The Rise of collaborative Consumption.
We've all heard "don't judge a book by it's cover." Apparently I don't. While I did notice, from an artistic viewpoint, the repetition and symbol use of the cover's design, I did nothing more than that. Rather, my first impression of the book came from the inside of cover. I meant to flip through the book, take a look at the layout before actually sitting down to read; instead, I only opened the cover, and was greeted with this odd little box very similar to those student/year/condition tables in some of my high school text books.
"Barter, swap, or pass on this book."
Now this… this is just weird. Never in my life have I seen something like this in a book. There was a haiku travel bug in a geocache, but travel bugs are meant to be moved around and tracked. Books are not. Books belong on shelves. Buy, read, shelve. Re-read, re-shelve. Having known nothing about the book -aside from the fact that I should've bought it three days earlier- this piqued my interest considerably. What was this book about? Why did the authors incorporate this encouragement to pass the book on? What where they hoping to accomplish? What point were they attempting to make to the reader? It made a good primer.
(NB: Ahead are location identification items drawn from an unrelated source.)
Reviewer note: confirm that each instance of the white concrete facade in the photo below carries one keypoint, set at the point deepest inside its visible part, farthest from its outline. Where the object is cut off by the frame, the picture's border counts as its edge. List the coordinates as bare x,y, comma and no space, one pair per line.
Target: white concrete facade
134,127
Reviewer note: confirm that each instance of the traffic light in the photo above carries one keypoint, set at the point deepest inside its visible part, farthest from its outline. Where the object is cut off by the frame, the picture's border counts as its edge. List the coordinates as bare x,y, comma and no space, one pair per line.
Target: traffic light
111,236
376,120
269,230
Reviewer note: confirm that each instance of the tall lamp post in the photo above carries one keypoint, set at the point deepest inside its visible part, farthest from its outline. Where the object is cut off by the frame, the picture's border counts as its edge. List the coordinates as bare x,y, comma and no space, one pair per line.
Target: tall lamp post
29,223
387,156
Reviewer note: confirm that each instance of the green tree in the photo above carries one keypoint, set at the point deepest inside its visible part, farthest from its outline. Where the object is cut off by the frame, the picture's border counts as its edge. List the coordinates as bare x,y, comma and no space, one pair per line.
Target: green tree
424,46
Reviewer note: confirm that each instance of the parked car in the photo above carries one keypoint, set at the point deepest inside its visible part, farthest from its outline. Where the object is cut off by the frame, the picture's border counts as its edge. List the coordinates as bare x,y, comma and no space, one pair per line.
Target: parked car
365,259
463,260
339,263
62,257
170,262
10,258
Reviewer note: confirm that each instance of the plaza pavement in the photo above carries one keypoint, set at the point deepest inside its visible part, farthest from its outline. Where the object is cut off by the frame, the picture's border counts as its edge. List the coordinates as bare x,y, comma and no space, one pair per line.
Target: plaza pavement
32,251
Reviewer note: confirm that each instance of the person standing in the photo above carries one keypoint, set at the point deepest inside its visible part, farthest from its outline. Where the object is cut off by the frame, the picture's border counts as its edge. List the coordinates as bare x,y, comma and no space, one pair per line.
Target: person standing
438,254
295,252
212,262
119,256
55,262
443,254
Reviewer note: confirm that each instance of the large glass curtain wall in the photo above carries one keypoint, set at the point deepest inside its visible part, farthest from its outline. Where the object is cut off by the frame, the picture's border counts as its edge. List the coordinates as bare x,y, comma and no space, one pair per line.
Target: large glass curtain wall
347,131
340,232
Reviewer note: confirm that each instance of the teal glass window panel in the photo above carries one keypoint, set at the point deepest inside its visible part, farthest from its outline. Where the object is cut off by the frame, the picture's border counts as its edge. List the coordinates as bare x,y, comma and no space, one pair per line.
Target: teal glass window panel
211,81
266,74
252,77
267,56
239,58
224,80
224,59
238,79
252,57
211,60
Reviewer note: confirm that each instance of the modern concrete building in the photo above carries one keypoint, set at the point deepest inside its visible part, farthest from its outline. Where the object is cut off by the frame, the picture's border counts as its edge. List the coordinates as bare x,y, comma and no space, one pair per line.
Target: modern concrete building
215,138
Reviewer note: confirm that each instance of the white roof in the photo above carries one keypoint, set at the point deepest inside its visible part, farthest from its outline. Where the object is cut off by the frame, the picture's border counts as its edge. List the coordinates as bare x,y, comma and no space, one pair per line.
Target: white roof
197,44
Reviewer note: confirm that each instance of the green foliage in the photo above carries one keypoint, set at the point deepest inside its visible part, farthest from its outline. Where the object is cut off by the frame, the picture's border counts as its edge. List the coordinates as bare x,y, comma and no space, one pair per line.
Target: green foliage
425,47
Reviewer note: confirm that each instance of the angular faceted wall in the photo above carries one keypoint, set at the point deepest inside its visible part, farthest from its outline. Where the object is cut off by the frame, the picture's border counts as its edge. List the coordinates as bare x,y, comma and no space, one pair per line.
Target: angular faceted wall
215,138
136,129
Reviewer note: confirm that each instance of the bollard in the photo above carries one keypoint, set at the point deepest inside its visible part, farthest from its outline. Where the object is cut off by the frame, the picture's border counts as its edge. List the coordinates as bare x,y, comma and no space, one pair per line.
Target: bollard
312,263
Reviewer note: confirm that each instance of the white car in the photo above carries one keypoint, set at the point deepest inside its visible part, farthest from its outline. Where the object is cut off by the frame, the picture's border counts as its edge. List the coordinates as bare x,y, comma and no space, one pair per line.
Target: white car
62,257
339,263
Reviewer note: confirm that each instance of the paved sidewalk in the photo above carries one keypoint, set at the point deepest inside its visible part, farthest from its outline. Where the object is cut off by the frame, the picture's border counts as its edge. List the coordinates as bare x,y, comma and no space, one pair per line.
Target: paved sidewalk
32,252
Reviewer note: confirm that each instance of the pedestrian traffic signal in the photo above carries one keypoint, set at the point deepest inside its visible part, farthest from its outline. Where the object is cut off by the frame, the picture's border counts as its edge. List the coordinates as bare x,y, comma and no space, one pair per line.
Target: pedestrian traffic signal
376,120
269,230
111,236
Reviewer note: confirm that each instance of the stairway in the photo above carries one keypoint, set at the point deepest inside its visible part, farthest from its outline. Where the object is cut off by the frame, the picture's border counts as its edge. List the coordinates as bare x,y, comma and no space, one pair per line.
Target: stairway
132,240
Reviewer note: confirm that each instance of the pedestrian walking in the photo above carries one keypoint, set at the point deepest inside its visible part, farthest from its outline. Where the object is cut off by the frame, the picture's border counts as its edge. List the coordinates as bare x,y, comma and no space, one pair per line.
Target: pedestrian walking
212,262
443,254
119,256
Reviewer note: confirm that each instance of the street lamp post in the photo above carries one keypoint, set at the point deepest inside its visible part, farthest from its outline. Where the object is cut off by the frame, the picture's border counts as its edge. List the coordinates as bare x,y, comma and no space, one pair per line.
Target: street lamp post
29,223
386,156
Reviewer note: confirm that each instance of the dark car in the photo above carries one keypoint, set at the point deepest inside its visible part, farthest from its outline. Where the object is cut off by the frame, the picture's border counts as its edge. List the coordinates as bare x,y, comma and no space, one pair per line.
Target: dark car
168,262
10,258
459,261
Collaborative consumption using the internet and social networking. You should understand a few things: I'm young, I'm sheltered, we don't answer the phone or the door, we're not friends with our neighbors, I don't leave my house if I don't have to. Collaborative consumption is barely even a romantic concept to me. I'm blaming it on the way I was raised. My folks got twitchy if I was late because I gave someone a ride home. And god forbid I let a stranger in a pinch use my cell phone, or do business on craigslist. The ideas of borrowing and trading, 'gift communities', sharing resources, etc. are just… they're anachronisms.
I was also taught, too well perhaps, not to trust people online. You don't know who they are; they could be anyone. Airbnb and CouchSurfing? That's a serious shift in perspective. But is there really a difference between someone advertising a room for rent on airbnb and advertising in a newspaper? No, there really isn't. I wouldn't trust one more than the other. While there are a lot of psycho people in the world, they're aren't as many as protective parents would lead us to believe. I do not really want to think about how they would react to me finding a place to stay through CouchSurfing if I go to Roswell over spring break.
Throwaway living. I love this phrase, because I know it's ture. I still believe my '87 Nissan Maxima with 70,000 miles and a short in the wiring is more reliable than my '07 Malibu. Very few things are built to last anymore. They are built to work a while, and then break so you have to buy a new one. No repeat business, no profit, after all. We are in a consumption based society - paying for things we don't need but have been told that we want, things that are not likely to enhance our quality of life. Collaborative consumption breaks the system a bit. Enough. Even things as small as reusing, recycling, or re-gifting break this throwaway behavior pattern. The financial downturn spurred it forward, and social networking makes it easier. If I don't need something anymore, maybe I know someone who does. Maybe someone I know knows someone else. A status post on facebook or a tweet is a quick way to find out.
Ride sharing, bartering, trading, gifting… they also seem like really good ways to develop relationships and, on a larger level, a closer knitted community than what I have seen my whole life. Maybe I'll write my name and a note in my book and hand it off to someone else when I'm finished reading it.